Fortran 2023 standard and system clock

There are some changes to the system clock routine. I still did not get the idea of its implementation in the new standard.

It is said in John Reid’s presentation (The new features of Fortran 2023 ) that Fortran 2018 gives the freedom to use different kinds of integers for arguments. I did check it with Intel’s latest compiler and I see it does throw an error. But it is avoided by using the same kind of integer!

So what will be the change in the system_clock routine? Will we see any error in using different kinds or it is just a recommendation to use the same kind of integers?

F2023 explicitly specifies that all integer arguments shall have the same kind. F2018 did not mention that so, in principle, one could try to use different kinds, processor-allowing.

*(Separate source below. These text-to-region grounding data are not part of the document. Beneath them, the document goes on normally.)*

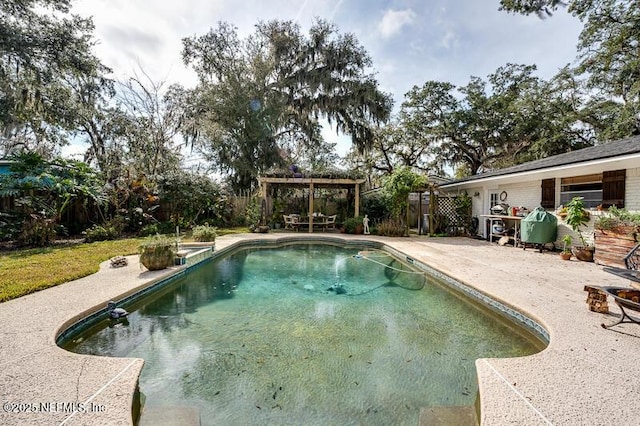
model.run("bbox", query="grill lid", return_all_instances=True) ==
[521,207,558,244]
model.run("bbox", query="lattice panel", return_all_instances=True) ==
[431,196,472,235]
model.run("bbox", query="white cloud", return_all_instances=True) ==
[441,28,458,49]
[378,9,417,39]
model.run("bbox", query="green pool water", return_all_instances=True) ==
[61,244,543,426]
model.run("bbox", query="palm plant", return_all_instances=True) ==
[564,196,591,247]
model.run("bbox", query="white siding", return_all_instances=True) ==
[467,187,484,220]
[626,167,640,211]
[497,181,541,212]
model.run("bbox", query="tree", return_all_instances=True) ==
[115,71,184,178]
[181,19,392,191]
[403,64,593,174]
[0,0,110,157]
[155,170,234,228]
[574,0,640,138]
[500,1,640,140]
[343,82,451,186]
[513,66,595,162]
[382,166,427,222]
[499,0,568,17]
[401,65,536,174]
[343,119,441,188]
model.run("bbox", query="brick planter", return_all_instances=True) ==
[594,227,639,267]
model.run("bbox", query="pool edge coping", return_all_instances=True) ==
[54,234,552,425]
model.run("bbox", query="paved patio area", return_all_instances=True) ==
[0,233,638,425]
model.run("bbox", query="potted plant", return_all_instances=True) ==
[560,235,572,260]
[563,196,594,262]
[593,206,640,267]
[556,206,568,219]
[139,234,177,271]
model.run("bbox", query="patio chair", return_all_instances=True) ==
[325,215,337,231]
[625,243,640,270]
[283,215,294,230]
[601,243,640,329]
[290,214,301,231]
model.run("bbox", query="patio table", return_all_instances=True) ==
[481,214,523,246]
[289,215,330,232]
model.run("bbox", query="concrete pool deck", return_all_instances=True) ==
[0,233,638,425]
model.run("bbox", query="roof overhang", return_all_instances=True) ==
[440,153,640,190]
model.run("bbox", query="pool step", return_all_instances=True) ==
[419,406,478,426]
[139,406,200,426]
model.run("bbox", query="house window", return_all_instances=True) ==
[560,173,602,208]
[490,192,499,207]
[559,170,626,209]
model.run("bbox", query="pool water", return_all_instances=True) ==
[61,244,543,426]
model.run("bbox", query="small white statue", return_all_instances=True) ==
[363,214,370,235]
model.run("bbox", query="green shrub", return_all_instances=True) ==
[83,224,119,242]
[139,223,160,237]
[375,218,407,237]
[595,205,640,231]
[192,224,217,242]
[245,198,261,231]
[343,216,363,234]
[594,216,620,231]
[362,193,392,222]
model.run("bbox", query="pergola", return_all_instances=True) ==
[259,175,365,233]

16.9.202 SYSTEM_CLOCK ([COUNT, COUNT_RATE, COUNT_MAX])
...
In a reference to SYSTEM_CLOCK, all integer arguments shall have the same kind type parameter.
1 Like

I would expect that this change clarifes that different integer kinds can be used as arguments, but when using multiple optional arguments, all arguments should be of the same integer kind.

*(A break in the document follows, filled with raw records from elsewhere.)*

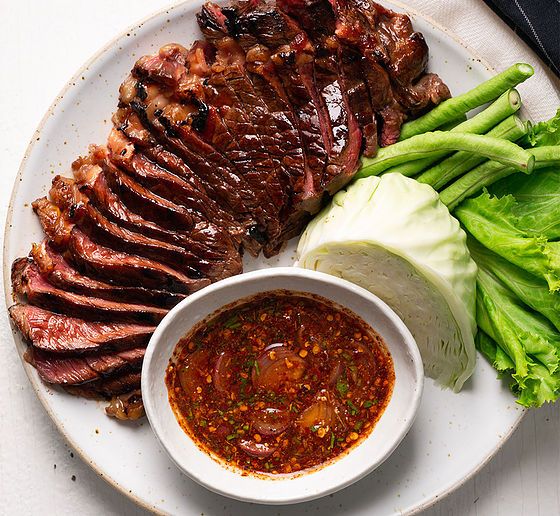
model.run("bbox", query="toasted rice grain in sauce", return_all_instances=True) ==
[166,291,394,475]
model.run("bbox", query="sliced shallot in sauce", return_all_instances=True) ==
[250,407,292,436]
[297,390,338,429]
[238,439,276,458]
[177,348,209,398]
[213,351,234,393]
[252,343,306,391]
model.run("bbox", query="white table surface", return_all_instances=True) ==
[1,1,559,515]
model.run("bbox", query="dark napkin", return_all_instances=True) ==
[483,0,560,76]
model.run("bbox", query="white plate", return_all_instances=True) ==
[3,1,526,514]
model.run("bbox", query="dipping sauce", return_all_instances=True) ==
[165,291,394,475]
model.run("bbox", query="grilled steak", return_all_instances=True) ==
[9,304,155,353]
[10,0,448,417]
[31,241,185,308]
[12,258,167,324]
[25,346,145,385]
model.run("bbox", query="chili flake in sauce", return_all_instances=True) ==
[165,291,394,475]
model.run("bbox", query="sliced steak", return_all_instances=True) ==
[12,258,167,324]
[118,89,265,253]
[32,197,209,293]
[106,128,238,235]
[209,1,328,211]
[68,166,243,280]
[30,241,185,309]
[25,346,145,385]
[277,0,361,192]
[49,175,217,280]
[330,0,450,144]
[9,304,155,354]
[65,371,142,398]
[68,228,208,293]
[110,109,244,243]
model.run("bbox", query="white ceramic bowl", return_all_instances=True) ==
[142,267,423,504]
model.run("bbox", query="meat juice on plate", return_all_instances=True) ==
[166,290,395,475]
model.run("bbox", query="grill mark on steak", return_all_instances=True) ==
[9,304,155,354]
[277,0,362,193]
[12,258,167,325]
[214,1,328,211]
[49,175,214,280]
[31,241,185,309]
[339,44,378,157]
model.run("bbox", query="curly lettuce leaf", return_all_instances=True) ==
[456,192,560,291]
[526,108,560,147]
[489,168,560,239]
[475,268,560,406]
[468,237,560,331]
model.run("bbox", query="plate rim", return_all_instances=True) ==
[2,1,526,514]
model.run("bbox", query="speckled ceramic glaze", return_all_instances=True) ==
[4,1,525,514]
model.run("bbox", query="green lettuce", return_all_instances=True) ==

Gfortran provides different precision (value of count_rate) depending on the kind of count_rate provided. This is a good thing.

If Intel’s latest compiler does throw an error when mixing integer kinds, that could be a swift implementation of the 2023 standard !
Does Intel’s latest compiler provide different values for count_rate depending on the integer kind used ?
Unfortunately, in the past, the value of “count_rate” was no guarantee of the accuracy of the “count” reported.

1 Like

Yes, Intel’s implementation provides different rates for the different integer kinds. The changes in F23 were to disallow mixed kinds, which could lead to unpredictable results, and to alert the reader about the possibility of “different clocks”… There were no syntax changes. See https://j3-fortran.org/doc/year/21/21-117r3.txt for more.

4 Likes

My tests with the latest intel compiler

1. Same integer kind

program system_clock_test
  implicit none

  integer ( 4 ), parameter :: x = 100 , y = 100
  integer ( 4 ) :: steps = 100000, step
  integer ( 8 ) :: start_count, rate
  integer ( 8 ) :: stop_count
  real ( 8 ), dimension ( :, : ), allocatable :: r, c


  allocate ( r(x,y) , c(x,y) )

  !====
  call system_clock(count=start_count , count_rate=rate)
  !====

  do step = 1, steps
     call random_number ( r )
     r = 0.4**4 + 0.02*( 0.5 - r*0.258 )**2
  end do


  !=====
  call system_clock(count=stop_count)
  !=====

  print*, ' system clock time        : ', real(max(stop_count - start_count , 1_8 )) /real(rate),' seconds'
  print*, ' kind type start_count    : ', kind(start_count)
  print*, ' kind type stop_count     : ', kind(stop_count)


end program system_clock_test
C:\Users\owner\Desktop>>ifx test.f90
Intel(R) Fortran Compiler for applications running on Intel(R) 64, Version 2024.0.0 Build 20231017
Copyright (C) 1985-2023 Intel Corporation. All rights reserved.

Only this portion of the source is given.